I'm getting 10 gallons of raw Jersey milk today (I've got 4 gallons of raw goat on hand, too)
I'm going to use 1 gallon of the full fat Jersey milk to make Camembert.  That leaves me 9 gallons.
I can only make a 6 gallon batch at a time due to the size of my pot.  So I pretty sure I'm gonna make a 3 gallon batch of blue cheese.
That will leave me with a 6 gallon quantity.

I don't want to squander this opportunity, so here's the question:  If you had 6 gallons of full fat raw Jersey milk, straight from the udder to the pot, what cheese would you choose to make?
I'm starting with the Cam and the Blue, so I'll have time to see your suggestions before I have to decide what to do with the 6 gallons later today.
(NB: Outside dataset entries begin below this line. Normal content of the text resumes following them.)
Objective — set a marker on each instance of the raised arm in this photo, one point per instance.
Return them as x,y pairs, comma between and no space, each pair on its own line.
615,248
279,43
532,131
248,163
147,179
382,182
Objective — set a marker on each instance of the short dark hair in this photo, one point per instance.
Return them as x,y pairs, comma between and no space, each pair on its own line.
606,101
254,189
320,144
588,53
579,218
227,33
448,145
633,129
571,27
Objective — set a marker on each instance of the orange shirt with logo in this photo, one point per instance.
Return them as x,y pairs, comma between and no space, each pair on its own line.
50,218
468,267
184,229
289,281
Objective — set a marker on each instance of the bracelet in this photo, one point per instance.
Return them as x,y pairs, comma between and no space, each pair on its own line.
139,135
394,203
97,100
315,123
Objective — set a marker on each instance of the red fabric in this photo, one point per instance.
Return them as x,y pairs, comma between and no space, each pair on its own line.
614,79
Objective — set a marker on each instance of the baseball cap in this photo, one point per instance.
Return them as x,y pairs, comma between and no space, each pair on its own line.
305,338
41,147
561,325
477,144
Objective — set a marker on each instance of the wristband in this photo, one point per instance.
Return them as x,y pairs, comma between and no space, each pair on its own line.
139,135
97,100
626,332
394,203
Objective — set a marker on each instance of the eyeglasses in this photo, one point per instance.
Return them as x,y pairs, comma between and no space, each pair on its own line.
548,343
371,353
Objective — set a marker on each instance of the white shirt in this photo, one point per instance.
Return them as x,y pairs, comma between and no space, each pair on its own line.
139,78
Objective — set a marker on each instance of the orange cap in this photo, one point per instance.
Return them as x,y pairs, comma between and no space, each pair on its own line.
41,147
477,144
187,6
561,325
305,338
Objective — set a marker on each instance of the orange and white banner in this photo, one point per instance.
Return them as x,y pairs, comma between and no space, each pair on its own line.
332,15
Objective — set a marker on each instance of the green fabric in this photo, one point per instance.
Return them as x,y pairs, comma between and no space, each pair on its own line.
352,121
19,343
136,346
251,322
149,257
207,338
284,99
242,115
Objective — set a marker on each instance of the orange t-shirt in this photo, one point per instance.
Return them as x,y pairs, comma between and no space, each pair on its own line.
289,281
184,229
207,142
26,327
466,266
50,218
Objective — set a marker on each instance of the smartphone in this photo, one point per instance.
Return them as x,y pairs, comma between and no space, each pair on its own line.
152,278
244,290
Somewhere, some long time ago, milk decided to reach toward immortality... and to call itself cheese.

Boofer

Wow, no responses. ::) ???

That question has come up before several times. Here's one, and another. If I had that milk I might challenge myself again.

-Boofer-
Let's ferment something!
Bread, beer, wine, cheese...it's all good.

GortKlaatu

Thanks Boofer
I'm gonna do some blues....Trying to decide between a buttermilk blue and a Stilton
I think a Tomme with some
And a Brie


Plus I've got do something with the 6 gallons of goat milk I'll have by tomorrow morning.  Thinking Pont l'Eveque  and another one of my "Rat Trap #5" cheeses with the goat milk
Somewhere, some long time ago, milk decided to reach toward immortality... and to call itself cheese.

mikey687

Sorry, probably too late.

I only use raw Jersey milk from a local farm so have tried a few different cheeses with it.
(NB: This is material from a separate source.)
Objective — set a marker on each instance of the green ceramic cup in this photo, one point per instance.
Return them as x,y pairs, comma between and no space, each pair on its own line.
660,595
I'm currently making Gouda's and Cheddars at the moment (no need to add Annatto to the Gouda as the cheeses are naturally a lovely yellow). But if it was a special occassion I'd be trying to go the route of stiltons and high cream blues - but it sounds like you've got that covered.
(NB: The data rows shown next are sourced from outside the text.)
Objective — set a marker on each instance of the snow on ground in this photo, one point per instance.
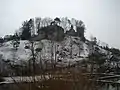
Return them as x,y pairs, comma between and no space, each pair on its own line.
70,50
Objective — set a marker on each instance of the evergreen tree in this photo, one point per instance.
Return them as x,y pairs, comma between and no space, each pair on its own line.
26,27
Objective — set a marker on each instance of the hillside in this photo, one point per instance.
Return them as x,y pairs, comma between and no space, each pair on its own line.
71,49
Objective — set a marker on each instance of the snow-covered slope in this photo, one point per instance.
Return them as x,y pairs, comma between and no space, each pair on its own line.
71,49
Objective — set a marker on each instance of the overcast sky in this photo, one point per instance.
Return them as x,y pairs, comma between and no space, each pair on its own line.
101,17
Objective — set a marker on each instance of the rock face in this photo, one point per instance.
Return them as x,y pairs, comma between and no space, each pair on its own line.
52,32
I can't tell you how the Gouda's and Cheddars end up tasting as they've only just been made but I'm hoping for special.  :)

The best thing about the milk though is the yields and the ease of making, hope you had fun.

GortKlaatu

Thanks Mikey
I did make a creamy blue--my own twist, but Stilton based.
Somewhere, some long time ago, milk decided to reach toward immortality... and to call itself cheese.


GortKlaatu

I thought about that.  I think I will definitely have to make a Reblochon the next time I get some cow milk.  This time, is all gone.  I made cheese 4 out of the past 5 days.
Today and tomorrow are days for other activities, but Friday will be a cheese day again.

Somewhere, some long time ago, milk decided to reach toward immortality... and to call itself cheese.